Existing drains network may not be able to cope with new builds
More of the country is being built over as cities and towns expand and open areas are covered with new builds, a situation set to increase as construction intensifies to meet the UK’s housing shortfall.
Housing charity Shelter say some 250,000 new houses will be required each year to meet rising demand, so with more buildings and their surrounding infrastructure such as pathways, hard standing and access roads being connected to the drains huge demands will be placed on an already over stretched drainage system.
The existing drainage problem
Along with the extra demand created by large numbers of new homes taking up drainage capacity, is the issue of flooding caused by surface water run off.
More hard surfaces being built over ‘bare’ land such as roofing, paths, hard standing and roads means more water has to enter the existing drains as opposed to working its way naturally into the ground through absorption. During periods of heavy rainfall over short time frames – predicted to occur more frequently due to climate change – the drains sometimes cannot cope with such an influx of surface water so it runs off and flooding can result.
Incidences of blocked drains are increasing as the drainage system becomes more overloaded according to many drainage contractors.
The UK has suffered many flooding episodes in recent years with a particularly heavy bout striking Cumbria and the surrounding area during the winter of 2015. The Environment Agency and Cumbria County Council found that drains had reached capacity and overflowed as a result – a situation worsened by rivers bursting their banks and overwhelming existing flood defences.
Is flooding a long term problem?
Yes definitely.

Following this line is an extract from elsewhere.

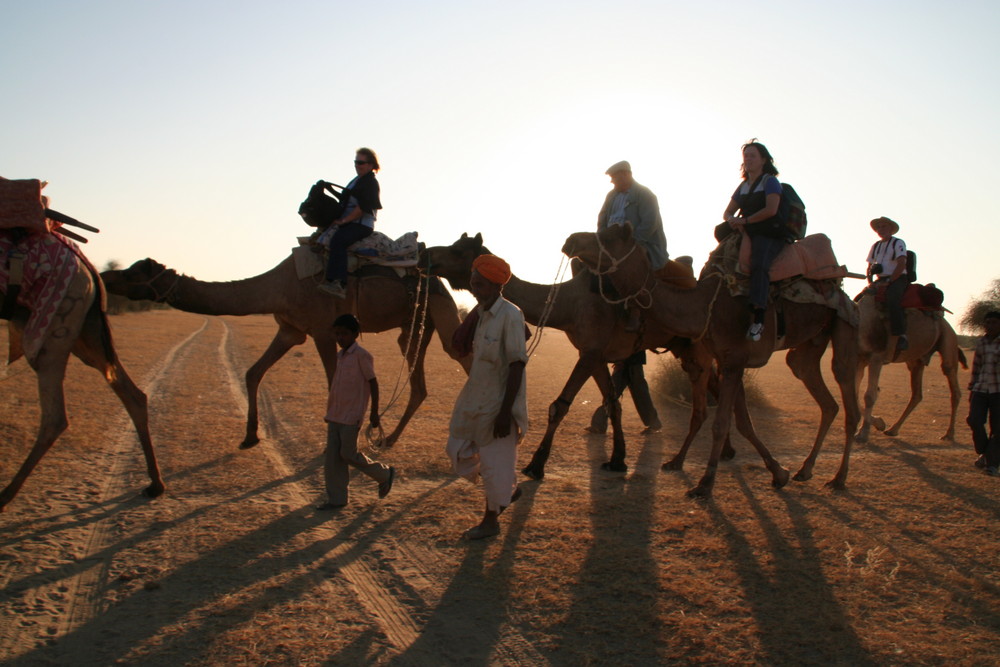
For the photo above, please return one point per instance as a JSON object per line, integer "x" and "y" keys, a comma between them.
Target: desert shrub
{"x": 668, "y": 381}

Environmental engineering consultancy company JBA Consulting warn that some 2 million people are at risk through surface water flooding; a figure that could rise by another 1.2 million by 2050. The majority of flood insurance claims are due to surface water, and flooding has been identified by the UK Climate Change Risk Assessment for 2017 as one of the top three risks posed by climate change.
What is sustainable drainage (SuDS)?
SuDS work by ‘managing’ surface water through controlling flow speed, direction and channeling it towards reservoirs and trenches so some can be absorbed naturally into the ground or evaporate naturally.
Some of the ways this is achieved:
- Control – decreases the amounts of water likely to flow straight into drains and rivers. Water is intercepted and re-used – perhaps for irrigation – or stored, or absorbed into garden areas strategically placed in and around developments where it can be removed through evaporation
- Pre-treatment – construction and careful siting of ditches (or swales) and trenches where the water is discharged ‘under control’ into watercourses
- Retention – storing water before being carefully moving it to watercourses; ponds, basins and wetlands
- Absorption – soakaways and infiltration trenches help water soak naturally into the ground
A clear case for SuDS
It would appear that SuDS has a critical role to play; existing flood risks clearly need addressing judging by the amount of flooding the UK has experienced in recent years. On top of this, the increase in housing and therefore hard surfaces means SuDS or at least some type of flood defence has to be part and parcel of new construction developments.
The government would appear to agree; a bill requiring new housing to incorporate SuDS as opposed to simply being connected to the existing drainage systems was put forward by MPs earlier this year. The bill was rejected by the House of Commons but later accepted by the House of Lords; while a degree of Parliamentary ‘ping pong’ between the Lords and Commons went on as the bill was amended, it looks like becoming law.
SuDS would seem to be a key component of managing flood risks in the light of more construction taking place in the years to come.